Al final de una conferencia, hace unos meses, alguien se me acercó para contarme que hacía varios años había tenido una fuerte discusión con su hermano, y a raíz de aquello, dejaron de hablarse. El que esto me contaba, me decía que él ya le había perdonado, pero que su hermano, todavía no.
Un país entró en guerra y dos amigos fueron movilizados al ejército. En el campo de batalla fueron hechos prisioneros por el ejército enemigo, y acabaron internados en un campo de concentración durante dos años. Cuando llegó la paz, ambos fueron puestos en libertad y cada uno partió para un lugar diferente.

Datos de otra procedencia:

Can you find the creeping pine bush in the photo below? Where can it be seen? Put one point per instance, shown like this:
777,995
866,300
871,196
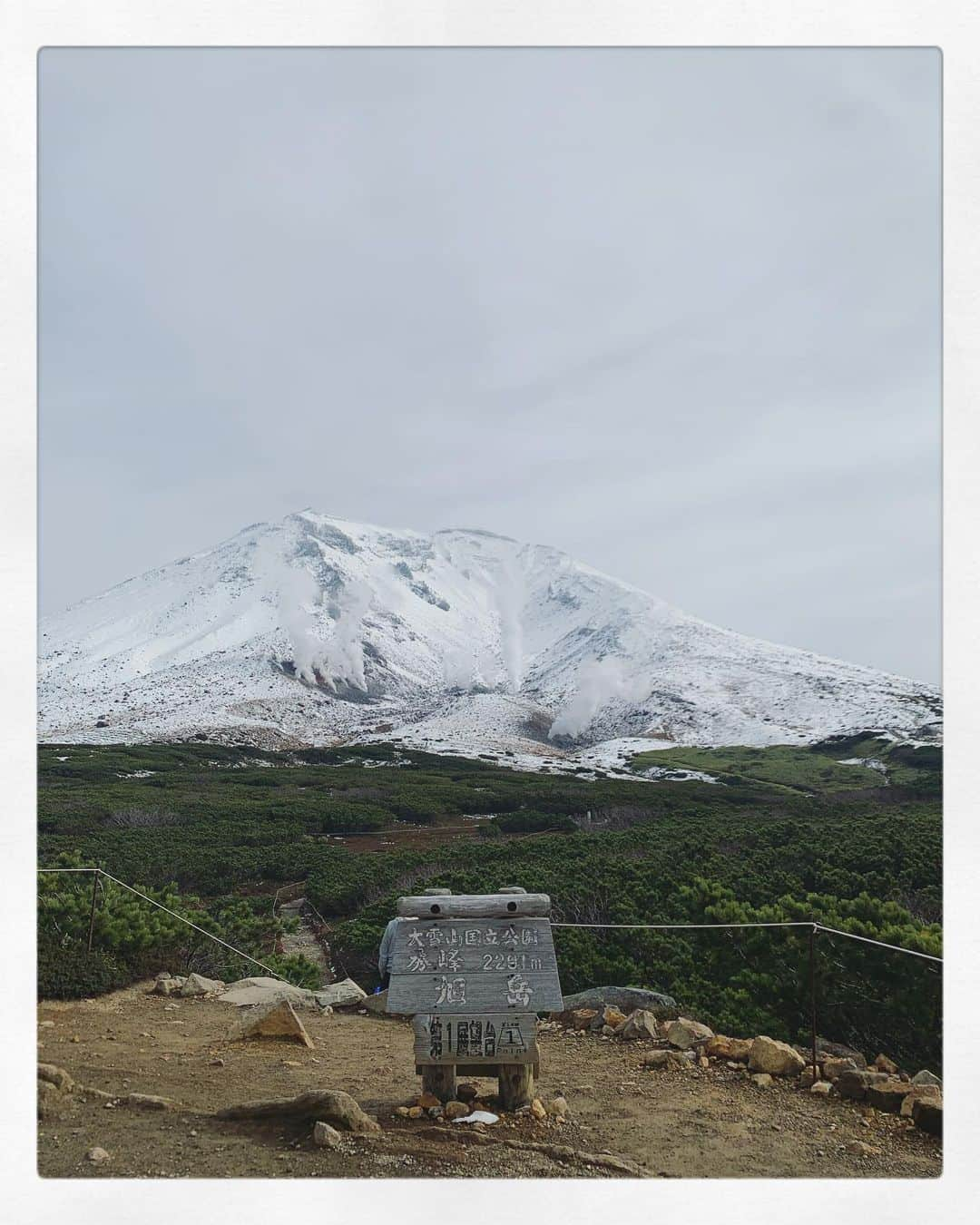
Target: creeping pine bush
67,972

Al cabo de diez años se encontraron en un homenaje por la liberación del campo y uno le preguntó al otro:
– ¿Olvidaste ya a nuestros carceleros?
– En absoluto. Todos los días les recuerdo y les odio intensamente, ¿y tú?

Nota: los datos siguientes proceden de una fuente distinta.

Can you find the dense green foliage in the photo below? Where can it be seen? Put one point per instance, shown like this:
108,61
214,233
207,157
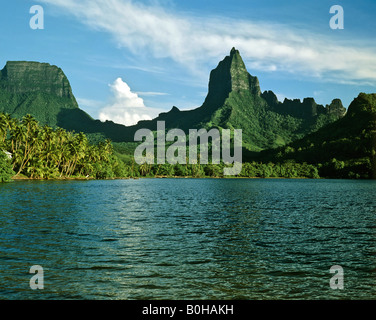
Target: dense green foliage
249,170
343,149
6,172
42,152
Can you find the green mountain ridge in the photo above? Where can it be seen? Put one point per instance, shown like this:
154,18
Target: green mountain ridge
235,101
295,130
345,148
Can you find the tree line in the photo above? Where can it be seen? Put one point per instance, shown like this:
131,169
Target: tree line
41,152
36,151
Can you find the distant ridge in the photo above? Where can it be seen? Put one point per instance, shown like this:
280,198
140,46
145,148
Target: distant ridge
234,100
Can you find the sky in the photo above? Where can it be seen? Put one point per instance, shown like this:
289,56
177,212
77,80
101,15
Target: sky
130,60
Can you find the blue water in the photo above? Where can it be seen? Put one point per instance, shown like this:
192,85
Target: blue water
188,238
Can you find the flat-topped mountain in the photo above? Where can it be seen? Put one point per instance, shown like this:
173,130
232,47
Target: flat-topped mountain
234,101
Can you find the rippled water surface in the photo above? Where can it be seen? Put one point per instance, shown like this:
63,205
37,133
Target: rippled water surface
188,238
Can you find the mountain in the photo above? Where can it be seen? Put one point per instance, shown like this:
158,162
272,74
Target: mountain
234,101
345,148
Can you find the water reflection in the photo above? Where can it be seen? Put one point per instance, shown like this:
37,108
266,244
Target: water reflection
188,238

– Yo, el mismo día que nos dieron la libertad, me olvidé de ellos. Así que yo estuve allí preso dos años, pero tú llevas doce.

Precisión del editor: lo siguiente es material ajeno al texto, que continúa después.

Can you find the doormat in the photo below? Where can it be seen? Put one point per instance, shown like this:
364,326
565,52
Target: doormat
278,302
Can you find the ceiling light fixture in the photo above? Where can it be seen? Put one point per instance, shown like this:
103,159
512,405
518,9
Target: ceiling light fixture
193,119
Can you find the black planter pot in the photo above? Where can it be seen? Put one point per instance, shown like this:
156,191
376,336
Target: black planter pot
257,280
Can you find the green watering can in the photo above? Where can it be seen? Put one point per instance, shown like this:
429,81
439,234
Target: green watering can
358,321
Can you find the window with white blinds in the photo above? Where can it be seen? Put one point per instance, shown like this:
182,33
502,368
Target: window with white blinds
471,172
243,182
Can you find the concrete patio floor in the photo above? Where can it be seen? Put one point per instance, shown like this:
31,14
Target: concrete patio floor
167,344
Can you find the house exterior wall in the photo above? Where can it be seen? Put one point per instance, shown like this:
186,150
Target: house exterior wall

A veces nos gustaría encontrar la paz interior y la calma, pero no nos liberamos de las hirientes espinas del odio, la rabia, el resentimiento, los celos, la animadversión. Perdonar “de palabra” lo hemos convertido en algo sumamente sencillo. Decimos “bueno, te perdono” demasiado gratuitamente, porque perdonamos pero no olvidamos. Y el perdón siempre ha de implicar el olvido. Si no, no es perdón.
Las emociones negativas que nos rodean e invaden (ira, miedo, odio, venganza…) son un caldo de cultivo excelente para los rencores. Si aprendemos a controlar esos pensamientos negativos y cultivamos los positivos, nos iremos liberando de esas ataduras y espinas y disfrutaremos de la enriquecedora experiencia del sosiego, la paz y la calma.
¡Pide perdón! ¡Pídelo ya! ¡De verdad! Perdonando, y olvidando.